The role of molybdenum in the formate dehydrogenase of methanobacterium formicicum
An examination of oxidation products of the pterin cofactor in the formate dehydrogenase of Methanobacterium formicicum revealed that the cofactor is a 6-substituted pterin similar to the molybdopterin of xanthine oxidase. In contrast to the molybdopterin from xanthine oxidase the formate dehydrogenase cofactor was unable to complement the cofactor-deficient nitrate reductase of Neurospora crassa mutant nit-1 and possessed two phosphate groups.
Incubation of oxidized formate dehydrogenase with cyanide resulted in an irreversible loss of enzyme activity which could not be restored by treatment with sulfide. Equimolar amounts of thiocyanate were released from cyanide-treated formate dehydrogenase suggesting the loss of one terminal sulfur ligand to molybdenum. These results along with electron paramagnetic resonance spectroscopy of the cyanide-inactivated formate dehydrogenase suggest that the the molybdenum ligands of the enzyme are similar to those of xanthine oxidase.

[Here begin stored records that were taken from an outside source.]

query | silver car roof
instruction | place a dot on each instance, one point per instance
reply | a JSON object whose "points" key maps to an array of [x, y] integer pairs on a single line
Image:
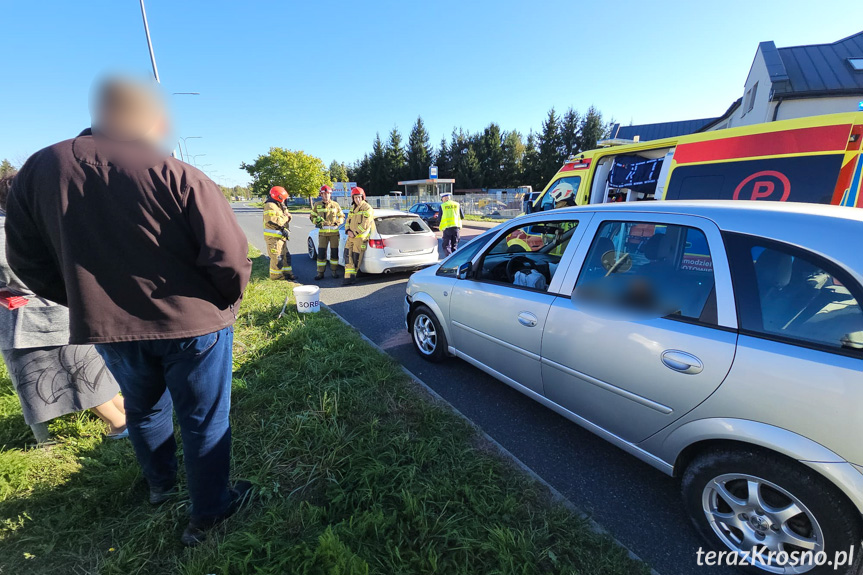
{"points": [[384, 213], [834, 232]]}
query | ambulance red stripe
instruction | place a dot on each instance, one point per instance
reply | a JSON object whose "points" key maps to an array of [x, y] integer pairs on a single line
{"points": [[799, 141]]}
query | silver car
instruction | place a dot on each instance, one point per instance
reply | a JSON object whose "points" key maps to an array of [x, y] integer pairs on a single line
{"points": [[720, 342], [399, 241]]}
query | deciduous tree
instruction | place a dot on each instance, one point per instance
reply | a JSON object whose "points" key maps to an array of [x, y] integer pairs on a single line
{"points": [[7, 169], [299, 173], [513, 156], [338, 172]]}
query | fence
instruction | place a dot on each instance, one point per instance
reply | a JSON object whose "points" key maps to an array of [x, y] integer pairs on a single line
{"points": [[486, 205]]}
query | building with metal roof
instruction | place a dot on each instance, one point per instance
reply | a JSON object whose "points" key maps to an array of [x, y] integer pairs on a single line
{"points": [[799, 81]]}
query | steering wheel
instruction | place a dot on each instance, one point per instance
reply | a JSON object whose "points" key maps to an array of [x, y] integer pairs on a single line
{"points": [[516, 264]]}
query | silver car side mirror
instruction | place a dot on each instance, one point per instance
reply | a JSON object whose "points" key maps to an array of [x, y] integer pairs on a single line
{"points": [[853, 340]]}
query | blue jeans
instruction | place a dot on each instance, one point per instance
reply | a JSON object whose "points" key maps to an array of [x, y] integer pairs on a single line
{"points": [[193, 377]]}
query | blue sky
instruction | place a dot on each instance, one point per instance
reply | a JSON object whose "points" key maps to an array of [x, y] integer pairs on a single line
{"points": [[325, 77]]}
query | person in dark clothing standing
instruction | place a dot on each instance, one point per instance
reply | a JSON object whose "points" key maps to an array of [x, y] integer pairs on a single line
{"points": [[147, 255]]}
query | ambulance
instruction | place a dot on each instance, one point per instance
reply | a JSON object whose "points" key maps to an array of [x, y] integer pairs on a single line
{"points": [[815, 159]]}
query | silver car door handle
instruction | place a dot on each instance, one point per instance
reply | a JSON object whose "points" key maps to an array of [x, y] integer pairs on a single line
{"points": [[682, 361], [527, 319]]}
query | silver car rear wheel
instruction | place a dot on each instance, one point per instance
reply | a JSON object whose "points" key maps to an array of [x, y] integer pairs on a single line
{"points": [[748, 512], [773, 514], [427, 335]]}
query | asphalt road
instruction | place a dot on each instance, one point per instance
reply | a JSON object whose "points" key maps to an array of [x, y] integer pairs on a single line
{"points": [[637, 504]]}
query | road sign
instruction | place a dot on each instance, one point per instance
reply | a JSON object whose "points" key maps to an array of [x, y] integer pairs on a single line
{"points": [[343, 189]]}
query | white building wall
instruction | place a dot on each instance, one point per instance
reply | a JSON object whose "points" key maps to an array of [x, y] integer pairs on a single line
{"points": [[761, 108], [816, 107]]}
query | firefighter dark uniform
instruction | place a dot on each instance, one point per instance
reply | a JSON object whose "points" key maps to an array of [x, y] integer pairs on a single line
{"points": [[276, 223], [327, 216], [450, 223], [359, 222]]}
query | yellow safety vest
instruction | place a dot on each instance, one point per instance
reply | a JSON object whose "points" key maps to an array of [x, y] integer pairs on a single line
{"points": [[451, 217]]}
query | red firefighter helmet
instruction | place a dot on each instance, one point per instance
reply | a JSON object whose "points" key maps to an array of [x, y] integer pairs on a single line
{"points": [[279, 193]]}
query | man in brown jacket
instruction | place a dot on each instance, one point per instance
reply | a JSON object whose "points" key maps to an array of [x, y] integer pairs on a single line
{"points": [[151, 262]]}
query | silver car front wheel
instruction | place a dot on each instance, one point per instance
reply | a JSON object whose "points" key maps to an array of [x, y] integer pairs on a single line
{"points": [[427, 335]]}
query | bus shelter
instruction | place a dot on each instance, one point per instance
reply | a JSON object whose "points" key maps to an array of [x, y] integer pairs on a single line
{"points": [[431, 187]]}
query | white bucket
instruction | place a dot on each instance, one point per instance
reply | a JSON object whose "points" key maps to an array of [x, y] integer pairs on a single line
{"points": [[308, 299]]}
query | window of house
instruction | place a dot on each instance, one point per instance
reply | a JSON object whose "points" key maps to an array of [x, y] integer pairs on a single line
{"points": [[750, 97]]}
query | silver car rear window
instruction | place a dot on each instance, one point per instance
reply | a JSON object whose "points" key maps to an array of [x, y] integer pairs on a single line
{"points": [[396, 225]]}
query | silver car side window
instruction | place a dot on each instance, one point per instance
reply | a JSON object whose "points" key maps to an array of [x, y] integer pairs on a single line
{"points": [[801, 300], [527, 256], [663, 270]]}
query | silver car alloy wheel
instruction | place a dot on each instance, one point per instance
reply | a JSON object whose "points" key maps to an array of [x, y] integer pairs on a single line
{"points": [[425, 334], [752, 514]]}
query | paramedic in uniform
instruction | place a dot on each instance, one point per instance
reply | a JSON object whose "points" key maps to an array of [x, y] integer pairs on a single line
{"points": [[276, 223], [450, 223], [358, 228], [327, 216]]}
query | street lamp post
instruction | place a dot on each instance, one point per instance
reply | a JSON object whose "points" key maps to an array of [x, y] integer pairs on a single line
{"points": [[149, 42], [187, 145]]}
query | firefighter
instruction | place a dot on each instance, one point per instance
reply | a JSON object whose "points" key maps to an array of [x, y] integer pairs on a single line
{"points": [[450, 222], [358, 228], [276, 223], [327, 216]]}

The concentration of molybdenum and the level of formate dehydrogenase activity in extracts of hydrogen-grown Methanobacterium formicicum decreased by at least 10- fold when the organism was grown for several transfers in molybdenum-deficient media or with added tungstate. Immunochemical analysis showed that both subunits of the formate dehydrogenase were produced regardless of the growth condition. However the amount of formate dehydrogenase protein decreased more than 10-fold when the amount of molybdenum in the cell was low. The pterin cofactor was present in the inactive enzyme from tungstategrown cells; however the protein contained less than 0.05 molecules of molybdenum or tungsten per formate dehydrogenase. Messenger RNA specific for fdh gene was detected in high amount in cells grown without added molybdenum and in low amount in cells that contained high amounts of molybdenum. These results suggest that molybdenum is required for the synthesis of a stable formate dehydrogenase and that a molybdenum-dependent repressor may be required for the termination of fdh transcription.